We hold yearly meetings for elderly people who used to live at the center and offer them meals and gifts so as to strengthen their fraternal ties with younger ones.

How did you build the new facilities?

Our old orphanage dating from 1889 has been “borrowed” and used as a hospital by the government since 1975, so we had to raise children at our convents that were too small for them.  

In 2008, we cleared our nearby old cemetery with 10,000 square meters [about 11,000 square yards] and built new buildings, educational facilities, chapel, sports field and rock garden surrounding a Marian statue to serve the children.

We sought financial support from foreign benefactors to pay costs of the construction and the center’s expenses.

It seems that you have done other things for poor people?

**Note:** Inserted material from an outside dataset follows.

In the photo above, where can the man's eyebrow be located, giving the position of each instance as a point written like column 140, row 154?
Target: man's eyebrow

We try to improve the quality of life of poor people by providing pieces of equipment for the supply of clean water for 1,000 people in urban and rural areas. Those people are too poor to install pipes and other equipment.

We also give them financial support to grow field mushrooms for a living.

What encourages you to work with disadvantaged people?

When I was a child, I saw an orphan girl my age look after  her employer’s baby all day, and get  severely punished for letting the baby fall down. I was deeply moved by the scene and have tried to do something useful for orphans.

We are urged to bring happiness and comfort to people in need by the verse “whatever you did for one of the least of these brothers and sisters of mine, you did for me.” [Matthew 25:40] 

Why do you still continue working at the age of 81?

Retirement is boring [smile]. Our congregation does not set the retirement age and we work until we are too weak or sick. I find joys from my work and enjoy good health, thanks to work. I get up at 4 a.m., do exercises, pray and attend Mass, read books and run daily activities, ranging from teaching vocational skills and  preparing food to having bicycles repaired for the kids to go to school.

Generally speaking, I really love my work and serving the kids.

It is said that wisdom comes with age. I have gained practical and valuable experiences in my life and share them with younger nuns at the center.

[Joachim Pham is a correspondent for National Catholic Reporter and Global Sisters Report, based in Vietnam.]